There's a lot of back-story to the story of East Village. It's the kind of back-story that has granted a near-mythic status to the British act. Coming up (and famously breaking up on stage) in the peak years of what we conveniently label the C86 era, East Village merged an admirably backwards-looking set of inspirations with a DIY attitude wholly of the Eighties. The band recorded EP's and an album (posthumously released on Heavenly), but it's the group's singles that remain the charming remnants of an impossibly perfect age for U.K. indie. Released this Friday on the fab Slumberland Records, Hotrod Hotel provides proof of just how great East Village were, and how criminally-underappreciated they remain. For now.
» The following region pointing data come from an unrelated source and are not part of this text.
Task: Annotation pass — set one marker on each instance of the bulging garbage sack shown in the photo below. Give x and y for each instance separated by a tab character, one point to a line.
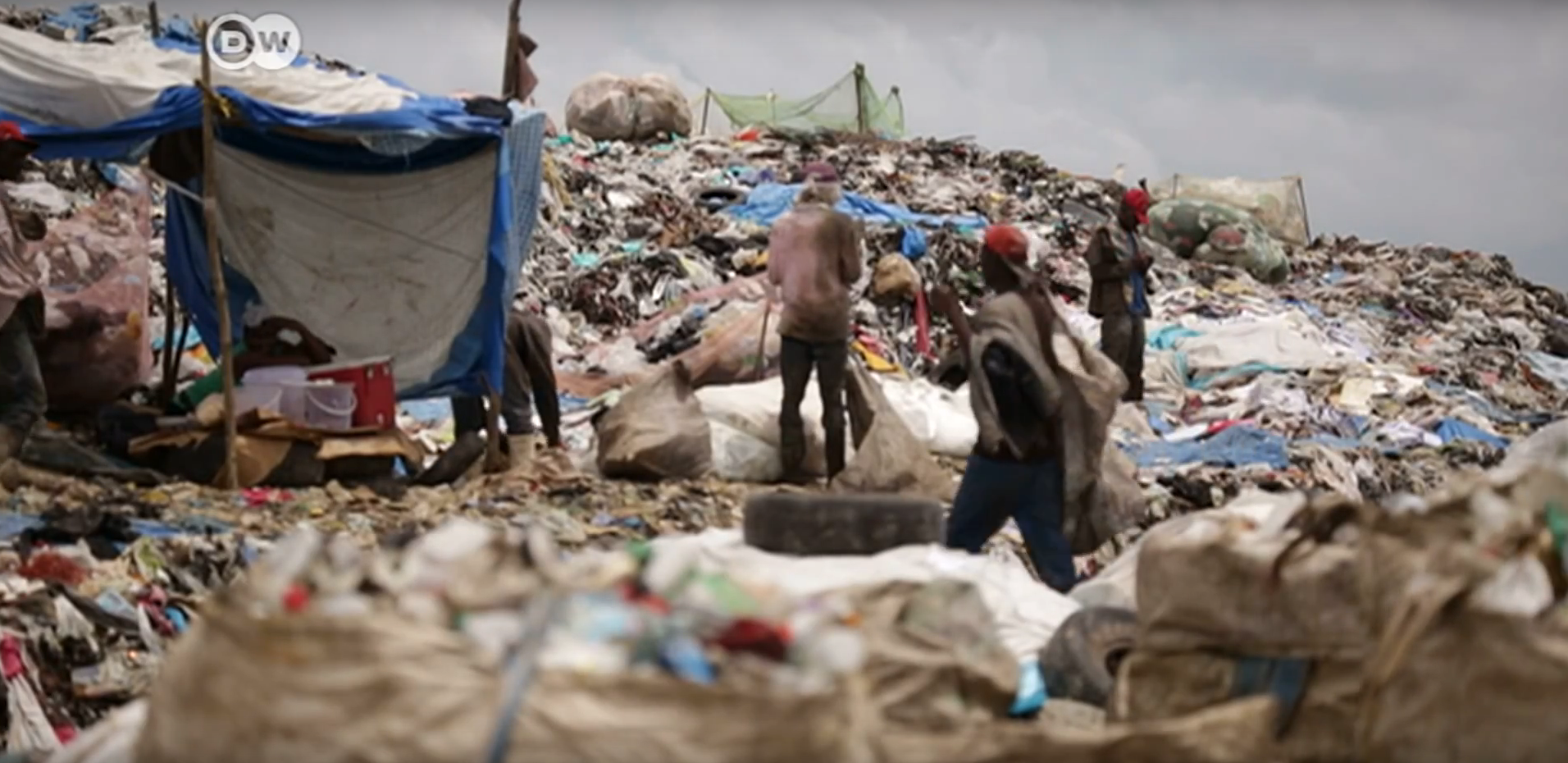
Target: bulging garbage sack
1210	231
610	107
888	457
658	431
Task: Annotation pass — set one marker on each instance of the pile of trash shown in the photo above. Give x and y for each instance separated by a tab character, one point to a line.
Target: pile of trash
469	641
1370	369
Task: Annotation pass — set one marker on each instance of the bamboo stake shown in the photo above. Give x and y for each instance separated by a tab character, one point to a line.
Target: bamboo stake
510	80
220	288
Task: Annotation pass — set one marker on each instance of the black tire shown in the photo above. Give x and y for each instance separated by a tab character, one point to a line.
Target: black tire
1081	660
839	525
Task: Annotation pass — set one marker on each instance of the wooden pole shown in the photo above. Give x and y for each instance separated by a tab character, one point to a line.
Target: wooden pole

"Her Father's Son" is languid and thoughtful, but other numbers here, like the god-like "Strawberry Window", reveal material that's every bit as good as anything from the late Eighties scene in the United Kingdom. "Break Your Neck" recalls early Primal Scream somewhat, while "Back Between Places" chimes gloriously. Sure, there's a hint of late Felt about this, but East Village seemed more interested in writing pop music, even if it was pop as defined by those who read NME and Melody Maker religiously. Smart, but not clever for clever's sake, this stuff is all uniformly excellent. And the tunes of East Village, unlike those of some peers from those years, have been relatively hard to find, so they retain the whiff of freshness about them. In that sense, something like "Cubans in the Bluefields" feels utterly new, even if you think you heard it on a compilation at some point ages ago. Souvenirs of the best era of British indie as far as I'm concerned, every number on Hotrod Hotel feels like a little masterpiece.
Hotrod Hotel is out on Slumberland Records on Friday.